Dive Brief:
- Since late 2022 when OpenAI launched ChatGPT and generative artificial intelligence became widespread, early-career workers aged 22-25 in the most AI-exposed fields have seen a 13% relative decline in employment, Stanford University researchers found.
- However, AI didn’t appear to touch workers with more experience or those in less exposed fields; their employment remained stable or grew from late 2022 through July 2025, according to the research, published Tuesday.
- The findings show that “the AI revolution is beginning to have a significant and disproportionate impact on entry-level workers in the American labor market,” researchers said.
Dive Insight:
While many have hypothesized about the effects widespread AI adoption would have on workers, “empirical evidence has struggled to keep pace with technological advancement, leaving many fundamental questions unanswered,” the researchers said.
The report used payroll records from ADP, a massive payroll software provider, to sample information for millions of workers across tens of thousands of firms to demonstrate AI’s effect on job opportunities.
The researchers also found that “employment declines are concentrated in occupations where AI is more likely to automate, rather than augment, human labor.”
Employment for the youngest workers filling roles as software engineers and customer service agents — two occupations considered highly exposed to generative AI — dropped “considerably” after 2022, while other age groups saw employment growth, the report found.

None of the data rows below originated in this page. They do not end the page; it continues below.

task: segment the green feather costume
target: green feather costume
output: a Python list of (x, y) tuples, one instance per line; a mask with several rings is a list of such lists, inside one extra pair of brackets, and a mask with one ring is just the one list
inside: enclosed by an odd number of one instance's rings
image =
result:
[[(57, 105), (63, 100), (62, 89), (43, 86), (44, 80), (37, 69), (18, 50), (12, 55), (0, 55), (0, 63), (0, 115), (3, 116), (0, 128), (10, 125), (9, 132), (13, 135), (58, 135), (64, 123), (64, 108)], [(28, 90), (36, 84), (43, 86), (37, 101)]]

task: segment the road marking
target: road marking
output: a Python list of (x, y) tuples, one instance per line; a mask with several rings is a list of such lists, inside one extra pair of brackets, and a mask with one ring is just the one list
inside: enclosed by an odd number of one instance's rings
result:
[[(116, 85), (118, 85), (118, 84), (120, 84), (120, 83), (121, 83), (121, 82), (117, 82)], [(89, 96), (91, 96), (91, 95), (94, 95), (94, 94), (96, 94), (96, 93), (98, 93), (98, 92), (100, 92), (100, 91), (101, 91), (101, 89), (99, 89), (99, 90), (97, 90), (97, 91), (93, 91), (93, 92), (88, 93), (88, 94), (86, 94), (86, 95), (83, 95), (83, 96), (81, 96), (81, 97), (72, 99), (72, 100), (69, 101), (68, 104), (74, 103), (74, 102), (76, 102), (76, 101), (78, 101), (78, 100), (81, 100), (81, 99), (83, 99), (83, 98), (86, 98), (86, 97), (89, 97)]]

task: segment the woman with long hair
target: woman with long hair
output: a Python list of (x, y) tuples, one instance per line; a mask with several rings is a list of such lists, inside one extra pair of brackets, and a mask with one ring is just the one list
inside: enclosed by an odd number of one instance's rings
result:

For software engineers aged 22-25, employment fell nearly 20% by July 2025 from a high in late 2022.
To fend off the AI tsunami’s fallout, some younger workers said they’ve turned to blue-color work, career website Zety recently reported.
A Zety career expert referred to this shift as the ‘AIxiety Pivot’ — a growing movement of professionals who are proactively changing course because of AI-related fears and instability.”
But not all younger workers are on board. Only about a third of Generation Z employees said they strongly agreed that skilled trades provide a quicker and more affordable path to a stable career, yet about half of other generations surveyed thought so, a report by The Harris Poll found.
One theory the Stanford researchers suggested for the effect of AI on early-career workers is that, “by nature of the model training process, AI replaces codified knowledge, the ‘book-learning’ that forms the core of formal education.” On the other hand, “AI may be less capable of replacing tacit knowledge, the idiosyncratic tips and tricks that accumulate with experience” on the job, they said.